DR. DUMAS: Did I understand correctly from the discussion yesterday that it is not a preferable approach to mix a species in these types of studies, like human and nonhuman or human and (UNINTELLIGIBLE)?

DR. SHAPIRO: I believe it's true, that David said at one point in the discussion, that those are the hardest experiments and we should do easier ones first.

DR. COX: I said the hardest experiments make it more difficult to interpret the results of the experiments.

DR. DUMAS: I think it's controversial whether scientists would say scientifically it's the best approach or not. I don't think that there would be consensus in that area.

DR. SHAPIRO: So, if that's all right with everyone, I will, if time will allow me to, fax you the letter when I send it to the President, and you'll just have to rely on my judgment. And I will not implicate anybody in the letter.

DR. MIIKE: Just one question, Harold. Are you going to make any reference to the second paragraph of the President's letter to us?

DR. SHAPIRO: Yes, yes. We will respond over the next months to the most important part of the letter, which is the second paragraph. Thank you, that's here. I just didn't mention it.

DR. BRITO: Harold, in reference to your first point, when we did the Cloning Report, one of our primary concerns was the safety issue. Is that what you're referring to in there? And then the fact that that in itself is an ethical issue, and that we can't even begin to approach the potential ethical issues until we deal with that? Is that the way?
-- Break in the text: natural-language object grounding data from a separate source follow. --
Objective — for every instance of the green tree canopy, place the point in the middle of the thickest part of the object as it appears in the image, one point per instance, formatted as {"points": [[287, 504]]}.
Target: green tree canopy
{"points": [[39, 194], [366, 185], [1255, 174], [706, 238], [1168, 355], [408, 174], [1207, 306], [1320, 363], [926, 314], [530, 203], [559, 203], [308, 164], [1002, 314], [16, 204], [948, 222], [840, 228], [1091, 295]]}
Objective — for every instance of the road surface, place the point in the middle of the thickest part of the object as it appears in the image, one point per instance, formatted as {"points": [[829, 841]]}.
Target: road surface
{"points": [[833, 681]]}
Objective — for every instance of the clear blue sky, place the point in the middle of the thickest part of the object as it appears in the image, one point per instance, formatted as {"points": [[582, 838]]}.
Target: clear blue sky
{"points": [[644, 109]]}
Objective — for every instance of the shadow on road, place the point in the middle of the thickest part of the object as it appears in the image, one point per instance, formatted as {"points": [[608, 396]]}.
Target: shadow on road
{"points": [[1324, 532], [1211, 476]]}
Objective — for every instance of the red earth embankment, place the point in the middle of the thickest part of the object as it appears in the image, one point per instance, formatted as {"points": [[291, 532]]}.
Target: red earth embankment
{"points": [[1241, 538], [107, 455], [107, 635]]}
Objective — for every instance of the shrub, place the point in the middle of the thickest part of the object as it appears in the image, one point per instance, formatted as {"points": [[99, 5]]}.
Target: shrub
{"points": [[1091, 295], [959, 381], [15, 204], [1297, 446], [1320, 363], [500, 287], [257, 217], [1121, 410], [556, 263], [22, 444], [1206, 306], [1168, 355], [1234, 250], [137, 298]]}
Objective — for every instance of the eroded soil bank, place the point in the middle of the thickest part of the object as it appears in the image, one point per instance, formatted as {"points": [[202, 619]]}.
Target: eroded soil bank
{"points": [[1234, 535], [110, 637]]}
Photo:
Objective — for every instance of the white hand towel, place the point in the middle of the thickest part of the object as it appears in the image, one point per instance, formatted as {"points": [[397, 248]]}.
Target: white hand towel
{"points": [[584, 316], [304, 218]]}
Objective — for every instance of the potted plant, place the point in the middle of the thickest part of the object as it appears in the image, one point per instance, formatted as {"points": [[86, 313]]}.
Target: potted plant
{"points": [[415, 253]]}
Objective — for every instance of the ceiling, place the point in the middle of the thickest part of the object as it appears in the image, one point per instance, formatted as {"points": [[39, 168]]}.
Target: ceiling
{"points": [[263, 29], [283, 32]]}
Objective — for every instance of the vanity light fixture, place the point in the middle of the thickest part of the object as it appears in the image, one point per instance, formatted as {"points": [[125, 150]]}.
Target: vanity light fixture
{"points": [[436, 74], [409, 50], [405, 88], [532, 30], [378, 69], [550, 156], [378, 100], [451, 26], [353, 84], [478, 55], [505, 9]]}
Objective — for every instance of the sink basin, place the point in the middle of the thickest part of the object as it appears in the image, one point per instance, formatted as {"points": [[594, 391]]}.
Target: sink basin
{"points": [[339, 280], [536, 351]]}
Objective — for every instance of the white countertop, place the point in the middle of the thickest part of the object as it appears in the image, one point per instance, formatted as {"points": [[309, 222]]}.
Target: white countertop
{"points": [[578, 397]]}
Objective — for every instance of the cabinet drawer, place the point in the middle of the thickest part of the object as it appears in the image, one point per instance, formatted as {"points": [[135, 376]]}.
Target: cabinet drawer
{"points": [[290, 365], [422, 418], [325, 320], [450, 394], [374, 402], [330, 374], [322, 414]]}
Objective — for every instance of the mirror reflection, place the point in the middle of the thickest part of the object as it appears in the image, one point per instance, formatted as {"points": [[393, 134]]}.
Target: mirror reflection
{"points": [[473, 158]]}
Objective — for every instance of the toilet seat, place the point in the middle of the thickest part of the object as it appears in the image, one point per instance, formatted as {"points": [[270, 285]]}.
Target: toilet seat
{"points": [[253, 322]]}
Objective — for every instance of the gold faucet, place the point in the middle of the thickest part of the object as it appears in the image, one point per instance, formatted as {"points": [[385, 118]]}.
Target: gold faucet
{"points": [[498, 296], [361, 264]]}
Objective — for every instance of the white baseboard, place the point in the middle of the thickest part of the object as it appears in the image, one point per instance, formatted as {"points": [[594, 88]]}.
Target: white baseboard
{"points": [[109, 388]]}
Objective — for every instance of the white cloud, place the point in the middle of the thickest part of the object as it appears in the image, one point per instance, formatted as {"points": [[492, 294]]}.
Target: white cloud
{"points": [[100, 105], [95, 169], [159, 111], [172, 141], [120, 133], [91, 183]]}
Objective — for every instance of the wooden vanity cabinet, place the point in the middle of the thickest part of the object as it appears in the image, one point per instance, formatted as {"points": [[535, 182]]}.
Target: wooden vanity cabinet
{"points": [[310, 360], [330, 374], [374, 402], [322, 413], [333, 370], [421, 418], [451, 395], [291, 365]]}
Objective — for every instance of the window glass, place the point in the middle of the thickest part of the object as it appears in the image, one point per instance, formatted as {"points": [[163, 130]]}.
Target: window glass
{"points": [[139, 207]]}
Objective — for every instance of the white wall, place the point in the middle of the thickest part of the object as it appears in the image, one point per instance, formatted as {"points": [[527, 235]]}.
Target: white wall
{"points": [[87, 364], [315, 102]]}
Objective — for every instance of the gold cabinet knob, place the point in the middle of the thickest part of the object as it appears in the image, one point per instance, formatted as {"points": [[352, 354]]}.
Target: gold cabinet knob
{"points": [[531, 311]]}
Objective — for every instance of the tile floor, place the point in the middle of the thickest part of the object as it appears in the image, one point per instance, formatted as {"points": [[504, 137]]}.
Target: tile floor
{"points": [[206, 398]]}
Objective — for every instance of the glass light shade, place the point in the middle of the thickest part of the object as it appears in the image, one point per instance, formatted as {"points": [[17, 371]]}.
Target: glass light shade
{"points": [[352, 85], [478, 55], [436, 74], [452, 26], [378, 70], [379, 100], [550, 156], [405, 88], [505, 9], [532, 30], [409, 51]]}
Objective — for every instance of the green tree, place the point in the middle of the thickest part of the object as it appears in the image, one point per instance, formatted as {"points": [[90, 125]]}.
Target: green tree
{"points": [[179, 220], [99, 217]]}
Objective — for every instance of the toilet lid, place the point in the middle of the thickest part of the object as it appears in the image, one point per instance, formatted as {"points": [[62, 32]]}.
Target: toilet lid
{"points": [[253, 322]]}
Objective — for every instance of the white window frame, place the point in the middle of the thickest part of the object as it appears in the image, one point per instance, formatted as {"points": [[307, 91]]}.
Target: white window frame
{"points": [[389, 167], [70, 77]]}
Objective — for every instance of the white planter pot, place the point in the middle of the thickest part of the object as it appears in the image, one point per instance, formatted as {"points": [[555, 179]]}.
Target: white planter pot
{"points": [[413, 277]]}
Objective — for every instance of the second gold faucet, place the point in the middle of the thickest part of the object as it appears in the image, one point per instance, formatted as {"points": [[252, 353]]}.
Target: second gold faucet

DR. SHAPIRO: Yes, but I did not go into detail on that. I have to keep this letter modestly short.

DR. BRITO: No, no, I understand that, but what, when you were--okay.

DR. COX: I am not trying to raise or create new policies here. I really applaud your efforts to have this done very rapidly now because, again, of this unfortunate newspaper article, which gives in my view a very distorted view of what the discussion was yesterday, to have the actual statement in a letter to the President rapidly is very important.

DR. SHAPIRO: All right, Tom?

DR. MURRAY: I want to say for the record that having read this report by Nicholas Wade, who is a reporter for whom I have considerable respect, I think it is a terrible misrepresentation of the concern that many of us have, myself personally included.